「入社して半年経ちました。
仕事も少しずつ覚えてきたし、周りからも頑張っているね。と言われます。でも、毎日気疲れが酷くてぐったりしてまう」
入社して半年。
仕事にも慣れ、周囲からも「頑張っているね」と言われる頃かもしれません。
しかし、働くアダルトチルドレンの方の中には、
「仕事はできるようになってきたのに、なぜか苦しい」
と感じる方も少なくありません。
その苦しさは能力不足ではなく、
職場で『良い人』を演じ続けていることによる疲れ
かもしれません。
今回は、入社6か月頃の働くアダルトチルドレンが抱えやすい「良い人疲れ」についてお話しします。
「周りからは順調に見えているけれど、ご自身はかなり疲れている感覚があるんですね。」

良い人を演じるとは?
良い人を演じるというと、
無理に優しく振る舞ったり、
本心を隠して愛想よく接したりすることをイメージするかもしれません。
しかし、働くアダルトチルドレンの場合は少し違います。
本人は演じているつもりがなく、
「当たり前のことをしているだけ」
と思っていることも少なくありません。
例えば、
●頼まれると断れない
本当は手一杯でも、
「忙しいので難しいです」
と言えず引き受けてしまう。
●本当は困っていても「大丈夫です」と言う
わからないことがあっても、
「迷惑をかけたくない」
という気持ちから相談できず、一人で抱え込んでしまう。
●相手に合わせて意見を変える
会議や打ち合わせで、
自分とは違う考えがあっても、
「反対したら嫌われるかもしれない」
と感じて言えなくなる。
「周りを優先することが自然になっているんですね。
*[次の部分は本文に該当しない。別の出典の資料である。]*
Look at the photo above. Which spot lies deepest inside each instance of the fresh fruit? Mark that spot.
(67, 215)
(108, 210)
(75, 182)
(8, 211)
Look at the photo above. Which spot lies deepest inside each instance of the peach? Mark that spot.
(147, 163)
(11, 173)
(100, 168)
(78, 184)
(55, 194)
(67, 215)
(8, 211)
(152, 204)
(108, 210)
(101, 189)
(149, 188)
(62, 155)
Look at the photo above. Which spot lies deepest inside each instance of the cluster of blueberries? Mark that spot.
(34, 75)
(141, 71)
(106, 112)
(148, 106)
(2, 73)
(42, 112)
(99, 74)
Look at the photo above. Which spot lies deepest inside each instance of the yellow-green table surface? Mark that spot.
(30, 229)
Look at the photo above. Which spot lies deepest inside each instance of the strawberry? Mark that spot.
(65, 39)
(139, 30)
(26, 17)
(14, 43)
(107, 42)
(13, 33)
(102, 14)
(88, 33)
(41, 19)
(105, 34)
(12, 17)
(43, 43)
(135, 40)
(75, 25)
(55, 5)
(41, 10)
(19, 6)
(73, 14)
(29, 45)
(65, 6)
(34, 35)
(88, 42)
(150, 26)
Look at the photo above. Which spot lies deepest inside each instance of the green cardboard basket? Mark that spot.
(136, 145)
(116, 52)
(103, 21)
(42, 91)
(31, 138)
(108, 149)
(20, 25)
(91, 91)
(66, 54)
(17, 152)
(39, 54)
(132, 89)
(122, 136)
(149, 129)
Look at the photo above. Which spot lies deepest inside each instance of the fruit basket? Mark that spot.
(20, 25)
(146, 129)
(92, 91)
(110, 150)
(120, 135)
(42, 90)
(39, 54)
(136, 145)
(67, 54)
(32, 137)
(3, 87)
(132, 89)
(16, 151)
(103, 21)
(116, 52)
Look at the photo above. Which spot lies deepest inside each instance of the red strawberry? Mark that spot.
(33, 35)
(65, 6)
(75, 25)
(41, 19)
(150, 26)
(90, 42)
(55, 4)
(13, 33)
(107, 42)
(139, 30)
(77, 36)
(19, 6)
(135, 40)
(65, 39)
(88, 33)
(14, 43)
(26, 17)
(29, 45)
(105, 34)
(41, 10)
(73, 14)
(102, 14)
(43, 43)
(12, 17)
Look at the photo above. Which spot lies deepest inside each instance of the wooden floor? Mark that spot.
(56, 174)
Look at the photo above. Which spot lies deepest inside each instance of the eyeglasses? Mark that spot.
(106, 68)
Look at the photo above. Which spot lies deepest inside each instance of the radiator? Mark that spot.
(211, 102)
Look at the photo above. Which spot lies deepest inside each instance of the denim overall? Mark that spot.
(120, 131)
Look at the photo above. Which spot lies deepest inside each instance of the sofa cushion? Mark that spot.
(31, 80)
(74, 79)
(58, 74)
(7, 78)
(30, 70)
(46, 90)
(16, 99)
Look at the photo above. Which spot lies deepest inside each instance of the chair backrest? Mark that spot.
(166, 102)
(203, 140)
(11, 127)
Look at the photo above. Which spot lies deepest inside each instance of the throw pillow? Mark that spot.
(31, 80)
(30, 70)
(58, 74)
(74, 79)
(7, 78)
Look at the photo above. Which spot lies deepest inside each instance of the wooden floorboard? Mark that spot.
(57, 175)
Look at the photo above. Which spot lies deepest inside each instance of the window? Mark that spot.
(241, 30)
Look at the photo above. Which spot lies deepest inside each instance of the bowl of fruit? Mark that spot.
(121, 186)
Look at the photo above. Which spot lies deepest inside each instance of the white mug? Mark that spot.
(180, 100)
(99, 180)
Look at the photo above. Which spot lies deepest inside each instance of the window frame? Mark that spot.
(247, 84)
」

●不満があっても我慢する
理不尽だと感じても、
「自分が我慢すればいい」
と気持ちを飲み込んでしまう
●いつも周囲を優先する
自分の体調や気持ちよりも、
周囲の期待や都合を優先してしまう。
こうした行動は、一つひとつを見ると決して悪いことではありません。
むしろ、
「気配りができる人」
「真面目な人」
と評価されることもあります。
しかし、自分の気持ちを後回しにする状態が続くと、
周囲は喜んでいても、
自分だけが少しずつ疲れていきます。
そして半年ほど経った頃、
「仕事を覚えてきたのに気持ちはずっと張りつめている」
「理由はわからないけれど辛い」
という状態になることがあります。

「気づいたら、自分がどうしたいのか分からなくなっています。」
なぜアダルトチルドレンは良い人になりやすいのか
アダルトチルドレンの方は、
もともと優しいから「良い人」をしているわけではありません。
子どもの頃から、
自分を守るために身につけてきた行動が関係していることがあります。
例えば、
●怒られないようにする
●親の顔色をうかがう
●家族の空気を読む
●家庭内のトラブルを避ける
●自分の気持ちを後回しにする
子どもの頃は、家庭でそうせざる得ない環境だったのだと思います
しかし大人になってからも、そのクセが残ります
今度は職場で
「迷惑をかけてはいけない」
「嫌われてはいけない」
「期待に応えなければいけない」
という気持ちが強くなり、
周囲に合わせることが当たり前になります。
その結果、
本当は困っていても相談できなかったり、
本当は断りたいのに引き受けてしまったりします。
入社6か月頃に疲れが出やすい理由
入社直後は、
緊張感や新鮮さで走り続けられます。
しかし半年経つと、
良い人を続けるエネルギーが少しずつ減ってきます。
すると、
●朝起きるのがつらい
●休日も疲れが抜けない
●仕事に行きたくない
という状態になることがあります。
仕事ができないからではありません。
むしろ、
頑張り続けてきたからこそ疲れている場合もあります。
良い人をやめるのではなく、自分も大切にする

大切なのは、
急に自己主張の強い人になることではありません。
まずは、
●本当はどう感じているのか
●本当は何に困っているのか
に気付くことです。
そして少しずつ、
「できません」
「考えさせてください」
「手伝ってもらえますか」
と言える場面を増やしていくことも大切です。
最後に
入社6か月は、
仕事に慣れてきたように見える一方で、
心の疲れが表面化しやすい時期でもあります。
もし今、
「なぜか毎日疲れる」
と感じているなら、
能力不足ではなく、
頑張りすぎているサインかもしれません。
まずは仕事を頑張ることよりも、
自分の気持ちに目を向ける時間を作ってみてください。